Berdasarkan data dari sistem IQFAST di Karantina Pertanian Tanjung Priok selama bulan September 2019, ekspor produk olahan kakao (kakao bubuk, kakao pasta, cocoa butter) mencapai 880,5 ton senilai Rp38 miliar.
Jamil menjelaskan bahwa salah satu contoh dukungan yang diberikan Barantan dalam mendorong akselerasi ekspor produk olahan kakao Indonesia adalah eksportir produk olahan kakao PT BT Cacao telah mendapatkan fasilitas Inline Inspection.
Inline Inspection adalah fasilitas yang diberikan Barantan kepada perusahaan yang alur produksinya telah memenuhi standar pemeriksaan karantina sehingga petugas karantina tidak perlu lagi melakukan pemeriksaan fisik setiap waktu pengiriman ekspor. Akan tetapi, petugas karantina hanya memonitoring proses alur produksi secara berkala di gudang milik perusahaan eksportir.
Selain inline inspection, rumah produksi PT BT Cacao juga telah ditetapkan sebagai Tempat Pemeriksaan Lain. Artinya, proses monitoring gudang hanya dilakukan setiap 2 pekan sekali saja.
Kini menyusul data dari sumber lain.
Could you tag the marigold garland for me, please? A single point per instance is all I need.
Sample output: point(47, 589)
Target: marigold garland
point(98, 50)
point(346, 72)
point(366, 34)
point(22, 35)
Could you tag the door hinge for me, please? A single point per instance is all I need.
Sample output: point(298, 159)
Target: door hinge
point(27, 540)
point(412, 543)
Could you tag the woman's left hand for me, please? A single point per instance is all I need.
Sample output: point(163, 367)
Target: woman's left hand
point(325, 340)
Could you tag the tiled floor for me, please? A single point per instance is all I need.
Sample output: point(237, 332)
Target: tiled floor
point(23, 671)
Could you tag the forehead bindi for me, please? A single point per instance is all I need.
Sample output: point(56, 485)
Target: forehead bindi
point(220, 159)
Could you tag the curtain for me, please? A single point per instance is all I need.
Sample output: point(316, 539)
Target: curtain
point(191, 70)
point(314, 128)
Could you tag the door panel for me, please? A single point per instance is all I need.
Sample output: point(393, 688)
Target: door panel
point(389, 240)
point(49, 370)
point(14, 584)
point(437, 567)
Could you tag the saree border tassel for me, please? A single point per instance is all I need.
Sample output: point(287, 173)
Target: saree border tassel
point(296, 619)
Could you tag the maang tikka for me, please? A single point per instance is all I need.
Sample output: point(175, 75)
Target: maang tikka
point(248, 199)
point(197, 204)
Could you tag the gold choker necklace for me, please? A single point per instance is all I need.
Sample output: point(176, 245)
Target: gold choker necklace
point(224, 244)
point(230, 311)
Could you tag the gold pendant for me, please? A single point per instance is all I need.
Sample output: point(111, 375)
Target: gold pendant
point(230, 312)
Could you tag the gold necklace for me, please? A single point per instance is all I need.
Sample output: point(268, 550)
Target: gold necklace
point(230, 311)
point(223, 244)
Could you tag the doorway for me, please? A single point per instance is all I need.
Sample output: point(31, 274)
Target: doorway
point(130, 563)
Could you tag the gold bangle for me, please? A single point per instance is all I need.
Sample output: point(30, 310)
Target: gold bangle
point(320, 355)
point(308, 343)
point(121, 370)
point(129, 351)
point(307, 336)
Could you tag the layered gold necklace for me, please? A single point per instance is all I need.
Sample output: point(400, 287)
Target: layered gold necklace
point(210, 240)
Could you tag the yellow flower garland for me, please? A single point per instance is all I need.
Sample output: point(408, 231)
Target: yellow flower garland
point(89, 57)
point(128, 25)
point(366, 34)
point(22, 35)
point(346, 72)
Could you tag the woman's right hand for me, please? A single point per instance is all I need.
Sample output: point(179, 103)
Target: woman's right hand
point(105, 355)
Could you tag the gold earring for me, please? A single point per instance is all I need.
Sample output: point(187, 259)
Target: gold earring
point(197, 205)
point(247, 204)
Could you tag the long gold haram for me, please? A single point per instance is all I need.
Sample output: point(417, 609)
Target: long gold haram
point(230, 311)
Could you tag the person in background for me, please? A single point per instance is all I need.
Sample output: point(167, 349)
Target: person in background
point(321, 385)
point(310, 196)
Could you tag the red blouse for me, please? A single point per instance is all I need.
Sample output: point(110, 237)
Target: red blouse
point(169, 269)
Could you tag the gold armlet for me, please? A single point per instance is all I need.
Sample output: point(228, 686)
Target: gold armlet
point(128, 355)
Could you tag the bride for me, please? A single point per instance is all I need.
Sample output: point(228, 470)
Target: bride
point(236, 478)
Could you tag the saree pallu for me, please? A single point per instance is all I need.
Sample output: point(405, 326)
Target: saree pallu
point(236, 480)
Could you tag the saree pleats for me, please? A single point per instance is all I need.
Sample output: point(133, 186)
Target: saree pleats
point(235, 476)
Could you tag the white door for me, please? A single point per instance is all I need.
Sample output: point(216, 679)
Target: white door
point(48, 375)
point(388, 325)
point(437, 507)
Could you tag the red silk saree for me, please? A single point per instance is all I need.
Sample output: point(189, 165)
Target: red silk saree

"Ini suatu kemudahan yang menguntungkan bagi para eksportir. Setiap shipment tidak perlu lagi ada bongkar muat di area pelabuhan, dari gudang bisa langsung masuk ke kapal," ujar Jamil.
Karantina Pertanian sebagai Fasilitator Perdagangan Produk Pertanian
Kepala Karantina Pertanian Tanjung Priok, Purwo Widiarto, yang turut mendampingi dan melepas ekspor produk pertanian melalui Pelabuhan Tanjung Priok, menyampaikan bahwa selain produk olahan kakao, komoditas pertanian yang diekspor melalui Pelabuhan Tanjung Priok kali ini meliputi karet lembaran dengan volume 60.48 ton tujuan Latvia dan minyak kelapa dengan volume 30.40 ton tujuan Tiongkok.
Sementara dari sektor peternakan, ada Duck Down Jacket dengan volume 2,39 ton tujuan Selandia Baru dan Australia; Wahed Duck Feather dengan volume 9.70 ton tujuan Tiongkok dan produk susu berupa Keju dan Susu UHT dengan volume 29 ton tujuan Malaysia dan Philiphina yang total nilai ekonominya sebesar Rp4,93 miliar.
Selaku fasilitator perdagangan produk pertanian, Badan Karantina Pertanian lakukan inovasi dan layanan yang bermuara pada percepatan proses bisnis ekspor produk pertanian.
Sesuai dengan aturan perdagangan internasional, maka bagi negara tujuan ekspor yang menpersyaratkan surat kesehatan hewan dan atau tumbuhan, Barantan selalu otoritas karantina siap memfasilitasinya.
"Sesuai instruksi Menteri Pertanian, kami gelar 'karpet merah' bagi eksportir juga investor produk pertanian," kata Jamil.